O órgão ainda frisou que realiza “periodicamente medidas preventivas”, como podas seletivas, retirada de galhos comprometidos e remoção de árvores que apresentem risco à segurança da população.
“Esclarecemos que o Parque Estadual do Prosa é uma unidade de conservação de proteção integral e, por essa razão, o manejo da vegetação deve observar critérios técnicos, ambientais e legais específicos.

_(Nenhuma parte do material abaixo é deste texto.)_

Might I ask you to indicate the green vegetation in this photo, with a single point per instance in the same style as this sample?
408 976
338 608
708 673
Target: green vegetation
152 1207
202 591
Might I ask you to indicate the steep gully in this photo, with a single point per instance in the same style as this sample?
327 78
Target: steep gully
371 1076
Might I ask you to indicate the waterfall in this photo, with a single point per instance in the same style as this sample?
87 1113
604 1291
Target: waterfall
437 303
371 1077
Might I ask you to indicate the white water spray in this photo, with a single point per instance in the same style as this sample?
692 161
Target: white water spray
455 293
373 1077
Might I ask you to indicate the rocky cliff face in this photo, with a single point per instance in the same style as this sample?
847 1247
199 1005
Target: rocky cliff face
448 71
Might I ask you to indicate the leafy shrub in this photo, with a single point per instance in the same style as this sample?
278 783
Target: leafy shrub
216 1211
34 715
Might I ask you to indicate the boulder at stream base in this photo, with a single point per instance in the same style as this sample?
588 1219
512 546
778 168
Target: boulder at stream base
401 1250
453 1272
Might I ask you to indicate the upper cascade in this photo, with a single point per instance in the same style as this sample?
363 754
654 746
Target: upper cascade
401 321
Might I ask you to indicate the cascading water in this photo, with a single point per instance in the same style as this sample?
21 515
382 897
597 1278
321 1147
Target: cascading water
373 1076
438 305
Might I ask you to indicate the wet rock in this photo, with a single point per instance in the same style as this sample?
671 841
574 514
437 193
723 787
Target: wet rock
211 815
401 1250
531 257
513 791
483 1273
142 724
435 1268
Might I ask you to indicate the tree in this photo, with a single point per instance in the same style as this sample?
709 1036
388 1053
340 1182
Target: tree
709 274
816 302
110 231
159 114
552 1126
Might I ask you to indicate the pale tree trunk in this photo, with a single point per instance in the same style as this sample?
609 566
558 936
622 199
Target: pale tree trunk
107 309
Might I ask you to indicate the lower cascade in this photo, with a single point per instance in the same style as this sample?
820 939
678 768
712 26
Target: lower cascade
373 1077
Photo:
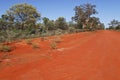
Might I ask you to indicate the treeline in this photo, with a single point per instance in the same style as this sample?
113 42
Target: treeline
114 25
24 21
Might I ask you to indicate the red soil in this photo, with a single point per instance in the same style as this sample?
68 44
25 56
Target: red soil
81 56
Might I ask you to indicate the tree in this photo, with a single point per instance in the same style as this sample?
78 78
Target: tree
113 24
61 23
45 21
83 13
23 14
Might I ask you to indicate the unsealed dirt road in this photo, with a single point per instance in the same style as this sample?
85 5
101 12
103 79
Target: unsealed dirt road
81 56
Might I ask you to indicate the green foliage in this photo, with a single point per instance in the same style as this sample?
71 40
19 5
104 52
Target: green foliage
35 45
29 41
61 23
5 48
83 13
114 24
53 45
24 15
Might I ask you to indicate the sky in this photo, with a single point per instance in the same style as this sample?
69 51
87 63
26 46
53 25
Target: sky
107 9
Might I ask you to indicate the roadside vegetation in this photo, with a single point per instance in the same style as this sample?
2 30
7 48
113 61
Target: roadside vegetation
114 25
23 21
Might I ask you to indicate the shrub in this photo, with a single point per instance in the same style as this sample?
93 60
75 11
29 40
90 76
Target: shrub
35 45
57 39
29 41
53 45
5 48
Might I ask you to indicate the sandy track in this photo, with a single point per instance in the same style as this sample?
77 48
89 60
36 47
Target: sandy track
83 56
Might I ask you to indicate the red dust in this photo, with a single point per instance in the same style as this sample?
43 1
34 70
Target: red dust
80 56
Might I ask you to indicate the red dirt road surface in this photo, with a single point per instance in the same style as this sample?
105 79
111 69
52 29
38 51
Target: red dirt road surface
80 56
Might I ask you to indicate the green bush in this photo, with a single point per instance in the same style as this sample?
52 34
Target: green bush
5 48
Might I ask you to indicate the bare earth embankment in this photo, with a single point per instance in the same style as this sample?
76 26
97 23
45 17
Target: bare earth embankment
81 56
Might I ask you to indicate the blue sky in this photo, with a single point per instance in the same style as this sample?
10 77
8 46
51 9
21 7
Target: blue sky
107 9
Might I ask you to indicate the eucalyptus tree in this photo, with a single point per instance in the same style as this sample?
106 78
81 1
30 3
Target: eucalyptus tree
61 23
113 24
83 13
23 14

Qualquer intervenção deve considerar os objetivos de conservação da unidade e os possíveis impactos sobre a fauna, a flora, o solo e os demais componentes do ecossistema”, salienta o órgão estadual.
Criado em 1981 como Reserva Ecológica do Parque dos Poderes, e posteriormente enquadrado como Unidade de Conservação pelo Decreto Estadual nº 10.783/2002 e pela Lei Estadual nº 3.350/2008, o Parque Estadual do Prosa tem uma área de 135,2573 hectares. Cercado por espécies da flora e fauna do Cerrado, também abriga a nascente do Córrego Prosa.
ACIDENTE
No fim da tarde de quarta-feira, Khadyja Gharyb Rocha, de 23 anos, morreu após ter sido atingida por um tronco de árvore que caiu na ciclovia da Avenida do Poeta, no Parque dos Poderes.
A jovem andava pelo local em um patinete elétrico ao lado de uma parente, que não se feriu com a queda da árvore.
A perícia científica foi acionada para fazer os levantamentos que vão auxiliar na investigação.
Logo após o acidente, técnicos do Imasul também estiveram no local para avaliar as condições da queda da árvore.
Segundo o Imasul, “a avaliação técnica realizada após o acidente identificou processos naturais que ocorrem no ambiente, associados à dinâmica ecológica e às condições próprias da vegetação”.
“No local da ocorrência, conforme a avaliação realizada pelas equipes técnicas, o aceiro encontrava-se limpo e não foram identificados cipós comprometendo a árvore. Também não foram constatadas, na avaliação visual, evidências externas que permitissem antecipar de forma inequívoca a queda da árvore. Ressalta-se que fatores naturais e ambientais podem alterar as condições estruturais de uma árvore ao longo do tempo, inclusive sem que necessariamente existam sinais externos evidentes de comprometimento”, completa a nota.
O órgão também afirmou que as condições climáticas constituem outro fator relevante para o acidente.